De multiples accords sont ratifiés au Bénin pour l’intégration sous-régionale et internationale. Des traités auxquels le pays adhère pour affirmer sa détermination de participer au bien-être des peuples. Mais il se trouve que ces accords paraissent par moment comme des cordes au cou des gouvernants.
Au Bénin comme ailleurs les dirigeants se retrouvent entre le marteau et l’enclume. Des situations où l’obligation du respect des accords ratifiés se présentent à eux dans un fleuve d’embarras, les mettent devant le fait accompli et même parfois dans une bouée d’inaccomplissement des promesses endossées à l’international. En un mot, le dilemme reste le respect de ces accords et la défense des initiatives propres aux gouvernements. Le cas bien illustratif est celui de la charte africaine des droits de l’homme ratifiée par le Bénin.

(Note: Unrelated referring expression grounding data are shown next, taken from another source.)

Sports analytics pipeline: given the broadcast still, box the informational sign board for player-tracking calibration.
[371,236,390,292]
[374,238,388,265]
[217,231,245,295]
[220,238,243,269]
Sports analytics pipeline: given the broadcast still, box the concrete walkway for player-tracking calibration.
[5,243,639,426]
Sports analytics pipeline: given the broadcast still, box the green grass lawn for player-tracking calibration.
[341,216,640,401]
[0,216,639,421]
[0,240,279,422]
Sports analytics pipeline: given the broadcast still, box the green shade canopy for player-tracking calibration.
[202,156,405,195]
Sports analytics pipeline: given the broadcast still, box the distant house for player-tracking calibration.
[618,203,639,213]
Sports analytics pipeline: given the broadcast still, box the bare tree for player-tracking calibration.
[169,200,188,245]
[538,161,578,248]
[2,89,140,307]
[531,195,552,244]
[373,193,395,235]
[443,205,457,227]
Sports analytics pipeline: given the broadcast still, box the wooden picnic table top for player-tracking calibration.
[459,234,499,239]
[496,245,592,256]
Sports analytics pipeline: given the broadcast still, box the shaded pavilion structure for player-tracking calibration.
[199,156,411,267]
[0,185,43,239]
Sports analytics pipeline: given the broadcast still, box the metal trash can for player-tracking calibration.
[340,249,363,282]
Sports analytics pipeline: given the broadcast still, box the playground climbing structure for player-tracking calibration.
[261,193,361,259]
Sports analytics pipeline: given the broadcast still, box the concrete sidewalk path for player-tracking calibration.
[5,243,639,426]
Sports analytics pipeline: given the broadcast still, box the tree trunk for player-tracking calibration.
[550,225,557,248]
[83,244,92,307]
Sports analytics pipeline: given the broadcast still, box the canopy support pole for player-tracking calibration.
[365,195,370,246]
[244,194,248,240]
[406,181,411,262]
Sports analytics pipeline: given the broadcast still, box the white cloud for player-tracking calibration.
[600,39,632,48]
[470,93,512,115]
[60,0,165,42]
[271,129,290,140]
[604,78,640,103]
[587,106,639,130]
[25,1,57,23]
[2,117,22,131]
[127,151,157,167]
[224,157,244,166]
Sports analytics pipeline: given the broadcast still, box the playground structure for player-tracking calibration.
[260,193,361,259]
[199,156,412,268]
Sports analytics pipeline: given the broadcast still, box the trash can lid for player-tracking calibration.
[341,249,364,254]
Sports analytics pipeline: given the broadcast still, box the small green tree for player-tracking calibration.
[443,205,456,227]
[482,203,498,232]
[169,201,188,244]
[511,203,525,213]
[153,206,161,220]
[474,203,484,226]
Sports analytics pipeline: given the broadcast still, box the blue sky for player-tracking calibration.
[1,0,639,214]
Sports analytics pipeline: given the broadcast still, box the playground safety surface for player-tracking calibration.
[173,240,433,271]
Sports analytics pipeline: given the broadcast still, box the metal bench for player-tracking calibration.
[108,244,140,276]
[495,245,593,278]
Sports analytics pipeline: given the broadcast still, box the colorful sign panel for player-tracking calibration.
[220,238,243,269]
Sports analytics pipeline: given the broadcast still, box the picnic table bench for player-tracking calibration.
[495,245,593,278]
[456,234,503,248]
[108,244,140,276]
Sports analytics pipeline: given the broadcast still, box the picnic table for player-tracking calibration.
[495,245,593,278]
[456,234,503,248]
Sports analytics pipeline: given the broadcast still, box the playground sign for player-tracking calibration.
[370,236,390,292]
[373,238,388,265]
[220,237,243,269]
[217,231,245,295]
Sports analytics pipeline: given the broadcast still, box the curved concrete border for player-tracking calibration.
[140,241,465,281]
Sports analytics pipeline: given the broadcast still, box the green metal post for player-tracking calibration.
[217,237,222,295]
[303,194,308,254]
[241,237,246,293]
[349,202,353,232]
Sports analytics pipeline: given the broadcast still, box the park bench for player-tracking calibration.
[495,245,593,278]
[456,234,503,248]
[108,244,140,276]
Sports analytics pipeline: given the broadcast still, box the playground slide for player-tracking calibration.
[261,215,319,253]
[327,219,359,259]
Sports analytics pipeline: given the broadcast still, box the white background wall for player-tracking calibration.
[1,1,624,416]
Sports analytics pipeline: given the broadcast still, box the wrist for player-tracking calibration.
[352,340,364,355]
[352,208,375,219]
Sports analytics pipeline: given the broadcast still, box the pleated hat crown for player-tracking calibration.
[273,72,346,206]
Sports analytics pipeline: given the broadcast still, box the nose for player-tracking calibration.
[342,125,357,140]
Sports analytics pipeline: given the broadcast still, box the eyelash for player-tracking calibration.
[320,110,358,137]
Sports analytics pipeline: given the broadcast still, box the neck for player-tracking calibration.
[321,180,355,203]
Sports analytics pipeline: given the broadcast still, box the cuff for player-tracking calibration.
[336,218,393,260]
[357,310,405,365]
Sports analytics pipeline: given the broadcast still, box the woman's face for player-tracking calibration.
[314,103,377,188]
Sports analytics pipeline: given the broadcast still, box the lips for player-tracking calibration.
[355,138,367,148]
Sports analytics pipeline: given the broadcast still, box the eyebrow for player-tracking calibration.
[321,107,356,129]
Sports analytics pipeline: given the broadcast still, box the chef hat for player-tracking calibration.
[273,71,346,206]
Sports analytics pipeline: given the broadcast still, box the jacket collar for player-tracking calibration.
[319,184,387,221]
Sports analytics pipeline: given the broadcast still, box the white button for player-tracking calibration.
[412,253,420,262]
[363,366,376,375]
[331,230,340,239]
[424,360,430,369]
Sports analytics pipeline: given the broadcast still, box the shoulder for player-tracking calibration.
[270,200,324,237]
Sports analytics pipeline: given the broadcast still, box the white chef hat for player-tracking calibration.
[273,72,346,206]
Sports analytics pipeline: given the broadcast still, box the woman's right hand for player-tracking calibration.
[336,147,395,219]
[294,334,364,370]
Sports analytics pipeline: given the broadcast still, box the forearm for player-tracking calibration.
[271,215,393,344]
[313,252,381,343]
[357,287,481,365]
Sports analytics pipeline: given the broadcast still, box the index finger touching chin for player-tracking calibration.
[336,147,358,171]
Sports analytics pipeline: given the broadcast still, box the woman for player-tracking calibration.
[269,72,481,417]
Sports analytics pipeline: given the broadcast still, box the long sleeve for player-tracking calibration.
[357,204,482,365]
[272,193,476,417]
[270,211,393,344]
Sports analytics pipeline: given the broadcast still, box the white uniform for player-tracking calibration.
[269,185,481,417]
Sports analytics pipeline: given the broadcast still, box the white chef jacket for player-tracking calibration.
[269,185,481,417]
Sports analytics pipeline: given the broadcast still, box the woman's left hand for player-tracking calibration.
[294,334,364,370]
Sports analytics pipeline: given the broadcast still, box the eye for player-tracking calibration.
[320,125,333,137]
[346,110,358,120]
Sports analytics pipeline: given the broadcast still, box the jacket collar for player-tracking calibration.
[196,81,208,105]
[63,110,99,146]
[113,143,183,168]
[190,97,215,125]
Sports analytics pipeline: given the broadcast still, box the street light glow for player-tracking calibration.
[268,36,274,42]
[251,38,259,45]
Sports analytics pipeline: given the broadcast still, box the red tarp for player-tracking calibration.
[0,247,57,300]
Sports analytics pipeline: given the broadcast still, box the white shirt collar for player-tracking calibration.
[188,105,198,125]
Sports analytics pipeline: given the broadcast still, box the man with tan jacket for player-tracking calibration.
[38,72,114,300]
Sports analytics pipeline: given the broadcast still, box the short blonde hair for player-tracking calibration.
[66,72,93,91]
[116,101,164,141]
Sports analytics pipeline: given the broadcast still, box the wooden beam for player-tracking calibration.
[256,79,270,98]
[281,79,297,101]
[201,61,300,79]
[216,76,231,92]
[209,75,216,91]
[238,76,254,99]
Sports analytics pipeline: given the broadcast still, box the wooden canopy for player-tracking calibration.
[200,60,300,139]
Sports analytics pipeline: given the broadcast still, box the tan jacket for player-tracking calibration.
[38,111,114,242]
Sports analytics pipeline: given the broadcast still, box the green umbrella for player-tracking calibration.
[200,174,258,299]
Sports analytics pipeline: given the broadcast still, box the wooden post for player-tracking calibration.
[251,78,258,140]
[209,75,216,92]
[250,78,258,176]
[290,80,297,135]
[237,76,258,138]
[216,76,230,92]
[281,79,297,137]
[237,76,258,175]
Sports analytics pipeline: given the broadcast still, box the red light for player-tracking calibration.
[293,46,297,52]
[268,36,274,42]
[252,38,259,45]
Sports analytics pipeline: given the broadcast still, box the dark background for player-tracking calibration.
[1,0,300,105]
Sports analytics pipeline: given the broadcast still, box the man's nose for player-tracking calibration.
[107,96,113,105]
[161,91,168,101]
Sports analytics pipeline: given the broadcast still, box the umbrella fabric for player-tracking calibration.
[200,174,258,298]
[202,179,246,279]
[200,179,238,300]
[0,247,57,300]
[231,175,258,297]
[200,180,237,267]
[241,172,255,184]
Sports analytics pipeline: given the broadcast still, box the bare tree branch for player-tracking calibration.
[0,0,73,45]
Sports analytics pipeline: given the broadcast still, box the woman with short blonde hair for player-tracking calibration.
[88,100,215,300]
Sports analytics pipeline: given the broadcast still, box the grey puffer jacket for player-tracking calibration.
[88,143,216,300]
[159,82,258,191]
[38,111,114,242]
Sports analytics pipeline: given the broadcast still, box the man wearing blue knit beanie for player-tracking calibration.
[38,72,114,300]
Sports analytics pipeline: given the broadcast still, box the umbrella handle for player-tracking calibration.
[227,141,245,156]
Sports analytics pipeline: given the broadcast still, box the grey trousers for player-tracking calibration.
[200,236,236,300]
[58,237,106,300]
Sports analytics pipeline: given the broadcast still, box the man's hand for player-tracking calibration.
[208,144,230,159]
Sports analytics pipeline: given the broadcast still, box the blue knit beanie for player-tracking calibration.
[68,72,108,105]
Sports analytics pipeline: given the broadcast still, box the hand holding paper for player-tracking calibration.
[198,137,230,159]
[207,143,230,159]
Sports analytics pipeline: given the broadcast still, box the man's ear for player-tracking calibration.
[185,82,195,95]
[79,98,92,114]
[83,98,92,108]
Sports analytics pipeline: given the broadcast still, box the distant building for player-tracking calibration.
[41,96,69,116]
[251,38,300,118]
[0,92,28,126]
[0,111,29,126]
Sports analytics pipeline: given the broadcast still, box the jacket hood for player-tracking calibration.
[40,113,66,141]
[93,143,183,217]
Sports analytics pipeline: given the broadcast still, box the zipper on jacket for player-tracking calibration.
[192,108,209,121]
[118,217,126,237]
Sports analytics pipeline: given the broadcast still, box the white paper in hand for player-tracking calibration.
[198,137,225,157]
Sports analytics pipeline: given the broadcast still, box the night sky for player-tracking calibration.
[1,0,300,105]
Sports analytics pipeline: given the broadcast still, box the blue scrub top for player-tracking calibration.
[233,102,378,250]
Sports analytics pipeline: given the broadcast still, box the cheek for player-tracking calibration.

Le Bénin ayant adhéré au protocole de création de la cour africaine des droits de l’homme et des peuples est interpellé par cette dernière dans des affaires l’opposant à ses propres citoyens qui l’accusent de violation des droits individuels.
Pour la deuxième fois depuis 2019, Sébastien Ajavon, homme d’affaires et opposant béninois a saisi la cour. La première fois pour un recours contre sa condamnation à 20 ans d’emprisonnement rendue par la CRIET (cour de répression des infractions économiques et de terrorisme) et la deuxième fois pour la violation de ses droits de participer aux processus électoraux. En 2019, l’État béninois avait perdu le procès. Les ordonnances de la cour africaine des droits de l’homme et des peuples faisant injonction à Cotonou d’annuler des décisions notamment dans l’affaire dite ‘’des 18kg de cocaïne pure’’ n’ont pas eu de suite. La dernière en date intimant au Bénin l’ordre de surseoir l’élection communale de mai 2020 est aussi loin d’avoir un écho favorable.
Dans cette deuxième saisine de Sébastien Ajavon, Cotonou juge la cour africaine incompétente et rejette les allégations du requérant, la conséquence est la poursuite du processus électoral en cours. Il se pose alors la sempiternelle question de la souveraineté qui s’oppose bien souvent aux exigences des instruments juridiques internationaux. La question étant de mesurer l’impact d’une élection suspendue de point de vue politique interne, de point de vue vitalité institutionnelle, cohésion sociale à l’interne. Autant d’éléments dont le gouvernement est garant et sur lesquels les conséquences ne semblent pas être une préoccupation pour la CADHP.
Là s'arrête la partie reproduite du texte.